Other agents include favipiravir, famotidine, nitazoxanide, ribavirin, ivermectin, zinc, and others [82,83,84]. Famotidine, which may act to inhibit the 3CL protease, has been found to be associated with reduced rick of clinical deterioration leading to intubation or death among hospitalized patients with COVID-19 [85]. Favipiravir is a broad-spectrum antiviral that inhibits viral RNA polymerase that is also being investigated as a potential therapeutic for COVID-19 [86]. These medications remain primarily investigational with limited data to support their use beyond clinical trials.

Antivirals for Use as Prophylactic Agents Against COVID-19

The publication of recent data suggesting the possibility of more severe outcomes from COVID-19 in SOT recipients highlights the need for medications for pre-exposure prophylaxis (PrEP) and post-exposure prophylaxis (PEP) against SARS-CoV-2 [12]. Though this has not yet been documented, this may be specifically important in SOT recipients given the risk of donor-derived SARS-CoV-2 exposure and infection.

In a preprint, non-peer-reviewed, retrospective cohort study of healthcare workers in India, it was found that PrEP with hydroxychloroquine was associated with an 80.7% reduction in risk of SARS-CoV-2 [87]. In a randomized, double-blind, placebo-controlled trial conducted in the USA and Canada of over 800 patients with SARS-CoV-2 exposure, there was no difference in the incidence of new illness from COVID-19 between participants who received hydroxychloroquine (11.8%) and placebo (14.3%) [88•]. There are various ongoing trials investigating chloroquine, hydroxychloroquine, and PIs for the use of PrEP and PEP against SARS-CoV-2 [89,90,91]. It should be noted that under the EUA, remdesivir is not permitted for the purposes of prophylaxis [92]. The NIH COVID-19 Treatment Guidelines does not recommend the use of any agents for PrEP or PEP against SARS-CoV-2 outside the setting of a clinical trial [39].

Concluding Remarks

The continued spread of the SARS-CoV-2 pandemic represents an international health crisis with the potential to impact SOT recipients across the globe. Currently, there are no trials investigating antiviral agents primarily in SOT recipients and the major studies published so far have included few patients with any form of immunosuppression, especially SOT recipients. Therefore, the clinical impact of remdesivir and other therapies can only be extrapolated from these non-transplant patient populations. Nevertheless, it is our opinion that the overall approach to antiviral therapy for COVID-19 in SOT recipients should be similar to the general population and that the general recommendations in the NIH and IDSA COVID-19 guidelines should be applied to these patients as well [38,39]. From an antiviral perspective, that would primarily include early initiation of remdesivir when the clinical picture is in accordance with the EUA guidance.

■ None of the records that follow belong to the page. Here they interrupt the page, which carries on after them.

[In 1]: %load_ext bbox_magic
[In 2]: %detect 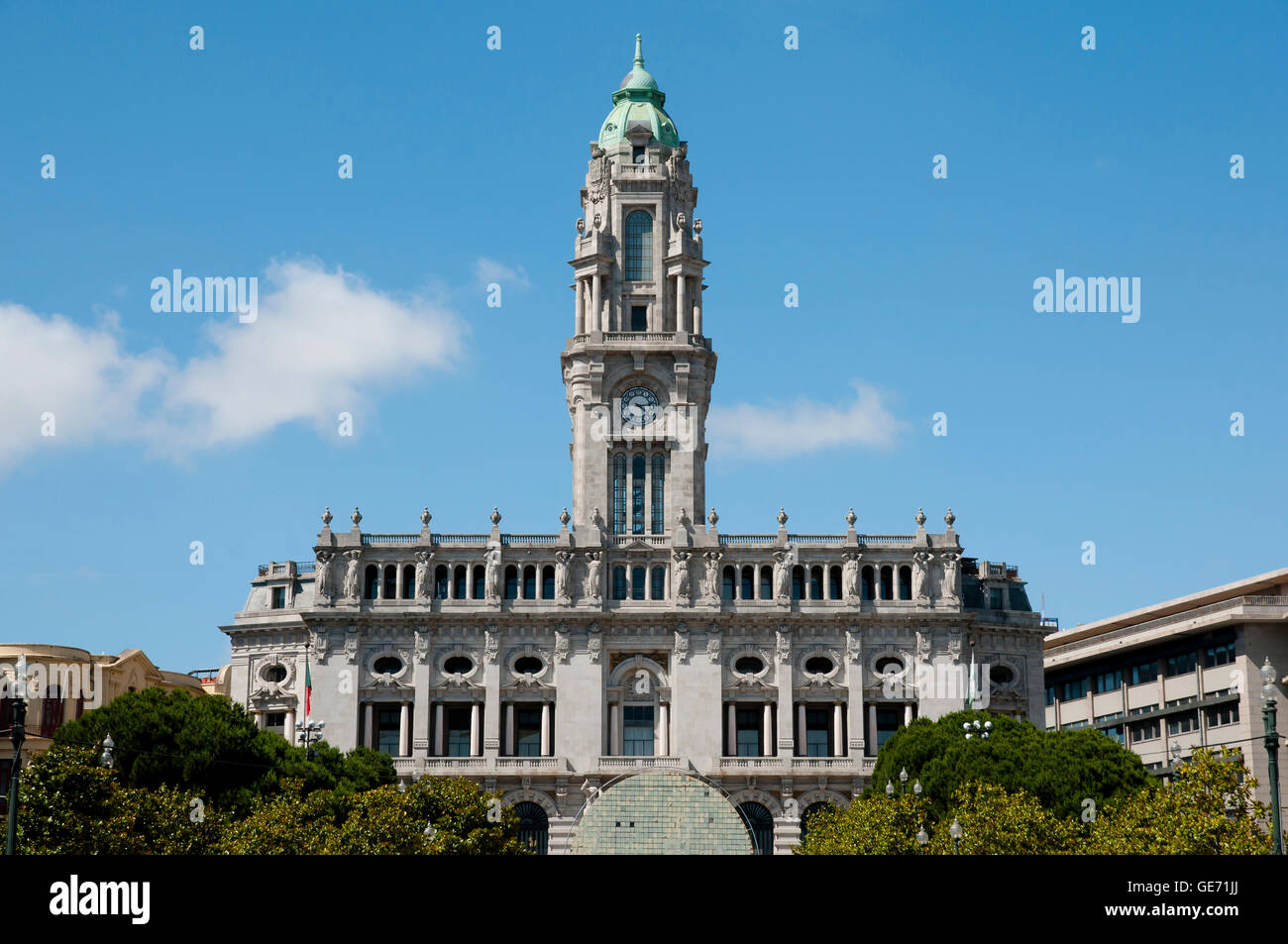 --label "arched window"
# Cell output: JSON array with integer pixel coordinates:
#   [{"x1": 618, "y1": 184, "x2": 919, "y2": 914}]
[
  {"x1": 626, "y1": 210, "x2": 653, "y2": 282},
  {"x1": 738, "y1": 802, "x2": 774, "y2": 855},
  {"x1": 514, "y1": 802, "x2": 548, "y2": 855},
  {"x1": 652, "y1": 567, "x2": 666, "y2": 600},
  {"x1": 631, "y1": 456, "x2": 644, "y2": 535},
  {"x1": 652, "y1": 452, "x2": 666, "y2": 535},
  {"x1": 613, "y1": 456, "x2": 626, "y2": 535}
]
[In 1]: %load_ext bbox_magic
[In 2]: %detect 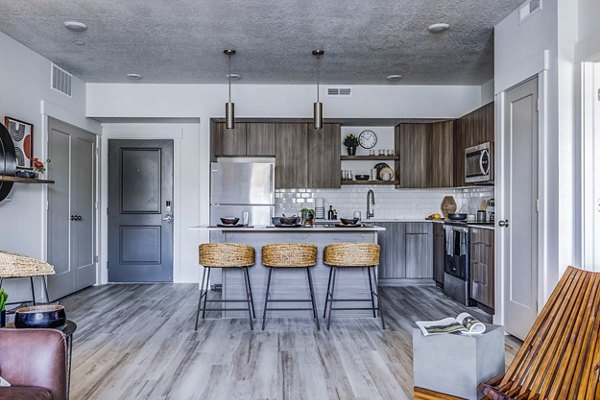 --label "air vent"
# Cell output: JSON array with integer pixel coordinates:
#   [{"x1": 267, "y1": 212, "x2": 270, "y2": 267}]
[
  {"x1": 327, "y1": 88, "x2": 352, "y2": 96},
  {"x1": 51, "y1": 64, "x2": 73, "y2": 97},
  {"x1": 519, "y1": 0, "x2": 542, "y2": 22}
]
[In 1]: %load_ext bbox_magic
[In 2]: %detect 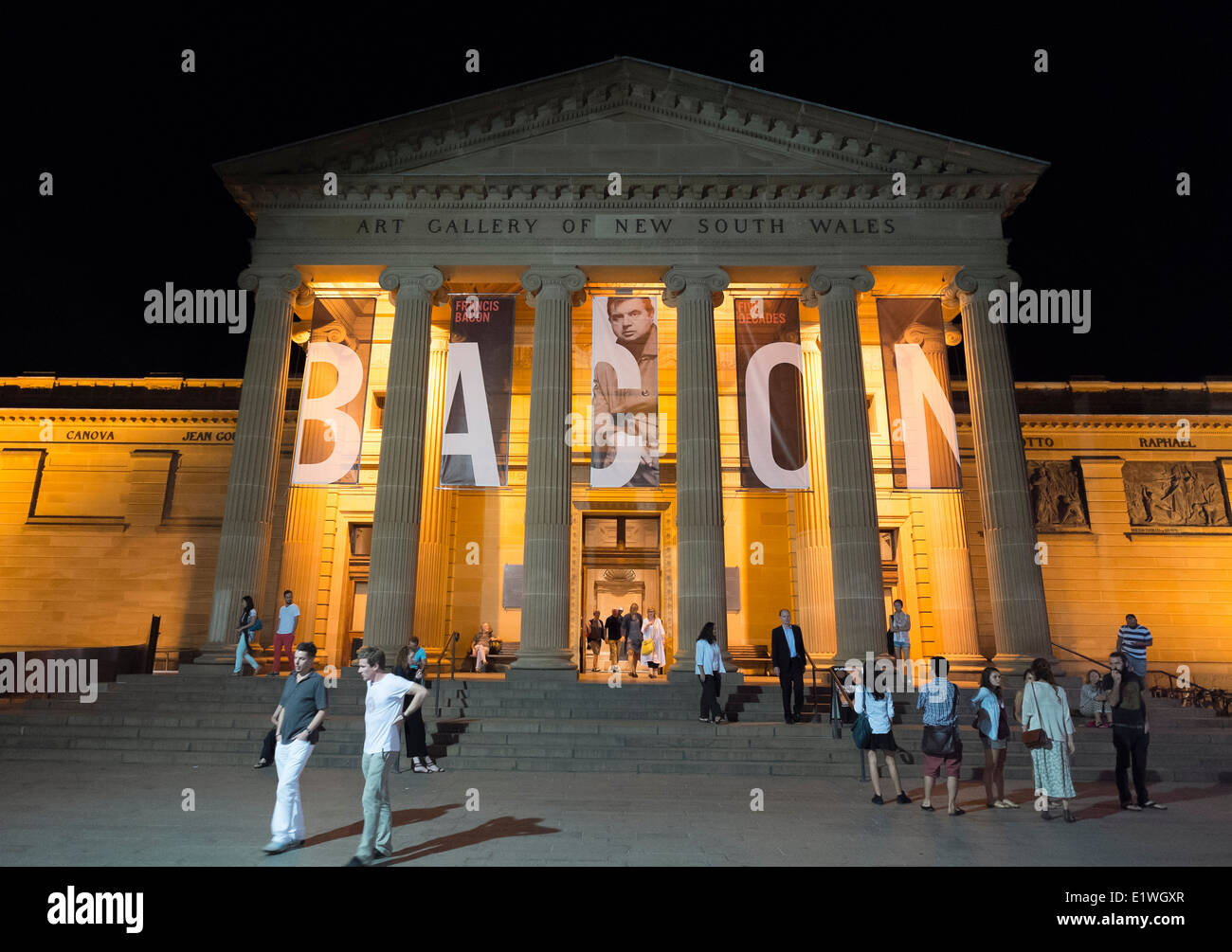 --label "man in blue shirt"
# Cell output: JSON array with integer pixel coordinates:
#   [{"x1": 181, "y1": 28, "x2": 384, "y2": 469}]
[{"x1": 770, "y1": 608, "x2": 805, "y2": 724}]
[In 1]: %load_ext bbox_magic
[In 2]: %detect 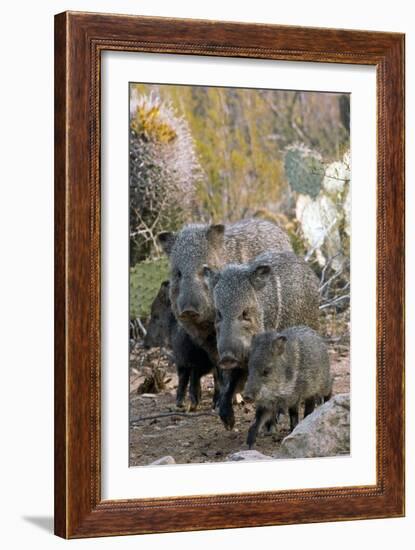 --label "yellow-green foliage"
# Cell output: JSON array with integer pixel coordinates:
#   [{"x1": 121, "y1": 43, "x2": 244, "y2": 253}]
[
  {"x1": 163, "y1": 86, "x2": 284, "y2": 221},
  {"x1": 131, "y1": 103, "x2": 177, "y2": 143},
  {"x1": 130, "y1": 257, "x2": 169, "y2": 319}
]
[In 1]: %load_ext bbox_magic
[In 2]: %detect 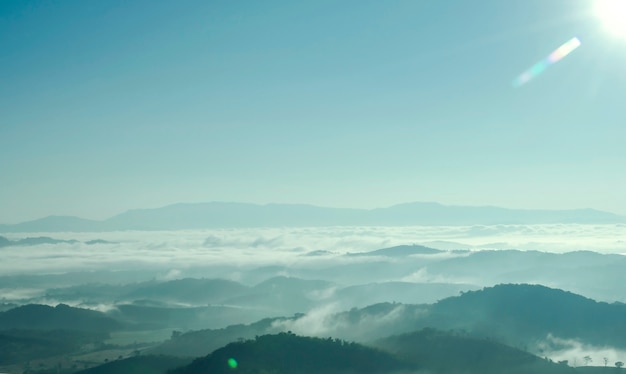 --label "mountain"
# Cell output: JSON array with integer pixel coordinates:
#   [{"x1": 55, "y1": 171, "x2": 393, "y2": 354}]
[
  {"x1": 348, "y1": 244, "x2": 444, "y2": 257},
  {"x1": 170, "y1": 333, "x2": 412, "y2": 374},
  {"x1": 0, "y1": 304, "x2": 121, "y2": 332},
  {"x1": 147, "y1": 284, "x2": 626, "y2": 355},
  {"x1": 0, "y1": 236, "x2": 78, "y2": 248},
  {"x1": 0, "y1": 202, "x2": 626, "y2": 232},
  {"x1": 374, "y1": 328, "x2": 576, "y2": 374}
]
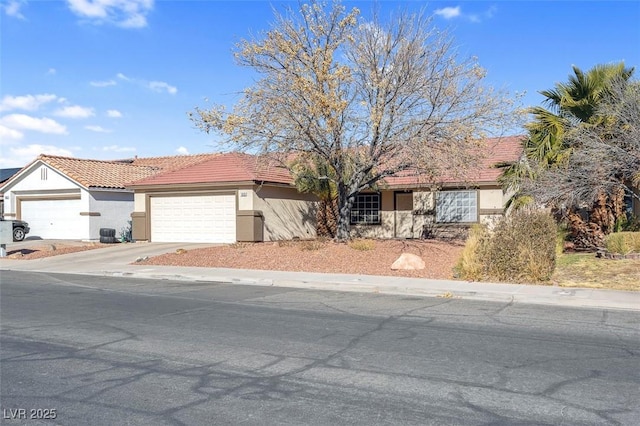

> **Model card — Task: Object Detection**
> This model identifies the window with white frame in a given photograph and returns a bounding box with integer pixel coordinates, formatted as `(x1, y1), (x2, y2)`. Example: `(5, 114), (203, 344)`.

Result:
(351, 194), (380, 225)
(436, 190), (478, 223)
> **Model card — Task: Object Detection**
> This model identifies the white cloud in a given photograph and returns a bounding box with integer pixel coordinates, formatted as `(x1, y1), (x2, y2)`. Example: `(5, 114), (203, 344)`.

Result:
(434, 6), (498, 23)
(107, 109), (122, 118)
(148, 81), (178, 95)
(89, 80), (117, 87)
(2, 0), (27, 19)
(434, 6), (460, 19)
(102, 145), (136, 152)
(0, 94), (57, 111)
(0, 144), (73, 168)
(54, 105), (96, 118)
(0, 114), (67, 135)
(0, 125), (24, 141)
(67, 0), (153, 28)
(84, 126), (111, 133)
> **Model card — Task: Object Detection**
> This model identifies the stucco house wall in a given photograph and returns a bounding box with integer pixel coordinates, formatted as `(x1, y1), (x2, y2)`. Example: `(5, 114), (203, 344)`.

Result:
(87, 191), (134, 240)
(252, 186), (318, 241)
(351, 185), (508, 239)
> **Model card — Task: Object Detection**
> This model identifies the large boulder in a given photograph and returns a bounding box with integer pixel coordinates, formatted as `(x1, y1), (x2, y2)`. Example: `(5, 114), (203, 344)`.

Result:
(391, 253), (425, 270)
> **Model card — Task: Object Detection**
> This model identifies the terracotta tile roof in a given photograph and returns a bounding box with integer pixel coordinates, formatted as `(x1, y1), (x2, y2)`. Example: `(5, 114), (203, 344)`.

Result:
(130, 152), (293, 186)
(385, 136), (524, 188)
(123, 153), (220, 172)
(2, 154), (216, 189)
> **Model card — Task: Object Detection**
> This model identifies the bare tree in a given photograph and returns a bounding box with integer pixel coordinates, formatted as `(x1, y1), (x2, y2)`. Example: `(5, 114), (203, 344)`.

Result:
(526, 80), (640, 215)
(192, 1), (513, 240)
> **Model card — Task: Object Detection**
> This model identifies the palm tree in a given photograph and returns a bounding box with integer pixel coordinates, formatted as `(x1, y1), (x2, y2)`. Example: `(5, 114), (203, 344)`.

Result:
(499, 62), (634, 246)
(291, 157), (338, 238)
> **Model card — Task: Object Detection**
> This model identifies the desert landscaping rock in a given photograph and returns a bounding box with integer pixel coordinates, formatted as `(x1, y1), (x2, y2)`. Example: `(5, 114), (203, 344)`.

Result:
(141, 240), (464, 279)
(391, 253), (425, 271)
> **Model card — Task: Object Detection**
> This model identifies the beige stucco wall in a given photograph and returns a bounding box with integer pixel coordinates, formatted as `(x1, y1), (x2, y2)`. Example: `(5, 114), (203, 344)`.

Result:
(351, 190), (435, 238)
(252, 186), (317, 241)
(478, 188), (505, 209)
(351, 186), (509, 238)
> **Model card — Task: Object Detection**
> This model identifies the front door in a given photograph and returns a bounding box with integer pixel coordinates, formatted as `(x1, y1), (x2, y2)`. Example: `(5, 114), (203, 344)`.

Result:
(394, 192), (413, 238)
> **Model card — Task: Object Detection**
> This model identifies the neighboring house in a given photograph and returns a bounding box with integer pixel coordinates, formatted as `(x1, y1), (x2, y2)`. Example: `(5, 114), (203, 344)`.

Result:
(351, 136), (522, 238)
(127, 153), (317, 243)
(0, 154), (212, 240)
(0, 168), (21, 217)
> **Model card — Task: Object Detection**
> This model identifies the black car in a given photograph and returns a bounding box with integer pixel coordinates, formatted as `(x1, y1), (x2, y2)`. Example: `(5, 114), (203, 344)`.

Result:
(1, 219), (29, 241)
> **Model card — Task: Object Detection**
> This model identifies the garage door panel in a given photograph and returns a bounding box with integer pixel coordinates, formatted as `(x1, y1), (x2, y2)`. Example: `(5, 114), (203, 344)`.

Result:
(20, 199), (82, 239)
(150, 195), (236, 243)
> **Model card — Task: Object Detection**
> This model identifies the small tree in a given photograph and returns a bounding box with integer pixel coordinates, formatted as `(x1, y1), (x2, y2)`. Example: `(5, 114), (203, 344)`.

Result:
(525, 79), (640, 240)
(192, 1), (513, 240)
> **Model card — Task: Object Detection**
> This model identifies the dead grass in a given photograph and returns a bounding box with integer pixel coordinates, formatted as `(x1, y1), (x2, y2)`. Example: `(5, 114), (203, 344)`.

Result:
(7, 243), (112, 260)
(551, 253), (640, 291)
(136, 239), (463, 279)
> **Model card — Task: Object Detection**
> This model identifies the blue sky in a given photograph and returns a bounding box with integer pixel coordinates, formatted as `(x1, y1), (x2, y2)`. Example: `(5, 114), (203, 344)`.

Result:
(0, 0), (640, 168)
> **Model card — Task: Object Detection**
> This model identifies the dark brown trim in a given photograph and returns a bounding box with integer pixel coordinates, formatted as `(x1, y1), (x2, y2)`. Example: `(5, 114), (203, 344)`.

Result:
(478, 209), (504, 215)
(16, 194), (82, 219)
(143, 191), (238, 241)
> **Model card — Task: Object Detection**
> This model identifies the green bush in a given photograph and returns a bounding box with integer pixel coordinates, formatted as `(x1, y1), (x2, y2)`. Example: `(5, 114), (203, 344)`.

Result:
(605, 232), (640, 254)
(455, 225), (488, 281)
(457, 211), (557, 282)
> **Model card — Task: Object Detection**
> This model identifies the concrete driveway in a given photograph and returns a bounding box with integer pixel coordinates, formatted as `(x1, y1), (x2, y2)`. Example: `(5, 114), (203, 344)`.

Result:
(0, 239), (214, 274)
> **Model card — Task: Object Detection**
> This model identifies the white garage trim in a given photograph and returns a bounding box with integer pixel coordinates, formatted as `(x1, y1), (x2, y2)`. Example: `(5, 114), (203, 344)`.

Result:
(149, 194), (236, 243)
(17, 196), (88, 240)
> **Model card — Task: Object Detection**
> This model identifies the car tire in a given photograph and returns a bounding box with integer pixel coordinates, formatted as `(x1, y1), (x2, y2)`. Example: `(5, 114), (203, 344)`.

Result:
(13, 228), (25, 241)
(100, 228), (116, 237)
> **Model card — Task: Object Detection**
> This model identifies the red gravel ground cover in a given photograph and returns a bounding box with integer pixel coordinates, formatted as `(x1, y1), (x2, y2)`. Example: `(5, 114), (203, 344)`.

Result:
(137, 240), (463, 279)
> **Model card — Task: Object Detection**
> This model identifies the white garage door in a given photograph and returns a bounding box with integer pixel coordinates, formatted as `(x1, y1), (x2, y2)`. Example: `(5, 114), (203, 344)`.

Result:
(20, 199), (88, 240)
(151, 195), (236, 243)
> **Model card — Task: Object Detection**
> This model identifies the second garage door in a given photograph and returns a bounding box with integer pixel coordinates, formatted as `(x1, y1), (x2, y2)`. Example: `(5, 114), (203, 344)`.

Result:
(20, 198), (84, 240)
(150, 195), (236, 243)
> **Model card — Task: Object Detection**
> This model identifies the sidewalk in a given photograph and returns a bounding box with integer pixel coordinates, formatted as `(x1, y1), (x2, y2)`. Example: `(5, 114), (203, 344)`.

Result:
(0, 243), (640, 310)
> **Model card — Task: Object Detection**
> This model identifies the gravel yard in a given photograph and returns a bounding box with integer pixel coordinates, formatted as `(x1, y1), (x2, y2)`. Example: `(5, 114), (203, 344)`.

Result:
(137, 240), (463, 279)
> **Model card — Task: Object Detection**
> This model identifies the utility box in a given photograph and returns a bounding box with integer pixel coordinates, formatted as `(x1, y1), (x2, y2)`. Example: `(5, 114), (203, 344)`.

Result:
(0, 220), (13, 244)
(236, 210), (264, 242)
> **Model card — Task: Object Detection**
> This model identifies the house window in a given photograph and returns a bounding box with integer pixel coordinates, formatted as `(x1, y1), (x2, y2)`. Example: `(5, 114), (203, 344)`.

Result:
(436, 191), (478, 223)
(351, 194), (380, 225)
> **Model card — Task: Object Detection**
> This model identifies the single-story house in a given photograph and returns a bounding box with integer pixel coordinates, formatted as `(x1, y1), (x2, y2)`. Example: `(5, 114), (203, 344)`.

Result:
(127, 137), (522, 243)
(0, 154), (212, 240)
(127, 153), (317, 243)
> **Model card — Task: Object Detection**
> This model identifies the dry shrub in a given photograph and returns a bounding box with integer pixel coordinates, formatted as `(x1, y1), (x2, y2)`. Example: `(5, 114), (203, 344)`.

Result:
(229, 241), (252, 249)
(276, 240), (298, 247)
(299, 240), (326, 251)
(347, 240), (375, 251)
(455, 225), (488, 281)
(457, 211), (557, 282)
(605, 232), (640, 254)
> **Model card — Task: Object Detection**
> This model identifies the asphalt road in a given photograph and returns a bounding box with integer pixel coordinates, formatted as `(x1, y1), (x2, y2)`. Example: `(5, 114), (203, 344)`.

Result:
(0, 271), (640, 425)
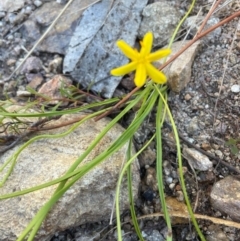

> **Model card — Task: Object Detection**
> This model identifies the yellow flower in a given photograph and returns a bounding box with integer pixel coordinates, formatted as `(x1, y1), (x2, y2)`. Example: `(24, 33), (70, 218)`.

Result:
(111, 32), (171, 87)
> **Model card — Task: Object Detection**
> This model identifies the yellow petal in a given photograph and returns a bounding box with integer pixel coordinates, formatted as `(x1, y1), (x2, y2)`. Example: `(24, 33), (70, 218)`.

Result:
(140, 32), (153, 57)
(147, 49), (171, 62)
(117, 40), (139, 60)
(110, 62), (137, 76)
(145, 64), (167, 84)
(134, 64), (147, 87)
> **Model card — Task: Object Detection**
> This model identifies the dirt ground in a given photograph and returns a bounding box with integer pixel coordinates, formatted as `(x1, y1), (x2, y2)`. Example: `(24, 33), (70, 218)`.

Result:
(0, 0), (240, 241)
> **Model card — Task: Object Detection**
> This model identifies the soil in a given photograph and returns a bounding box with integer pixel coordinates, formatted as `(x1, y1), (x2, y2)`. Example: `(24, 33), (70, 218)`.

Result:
(0, 1), (240, 241)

Since December 2019, it is clear that our understanding of COVID-19 has progressed and treatment approaches have been rapidly refined. As of July 29, 2020, for example, over 100 interventional clinical trials are registered in clinicaltrials.gov, highlighting an unprecedented global effort. Nonetheless, further studies are urgently needed on several fronts including, among many others, understanding the role of chronic immunosuppression in the pathogenesis of SARS-CoV-2 infection, identifying SOT-specific risk factors for severe COVID-19, discovering effective and safe antiviral treatments, and the optimal timing of therapy initiation in this unique and vulnerable patient population. On those multiple fronts, much work is needed.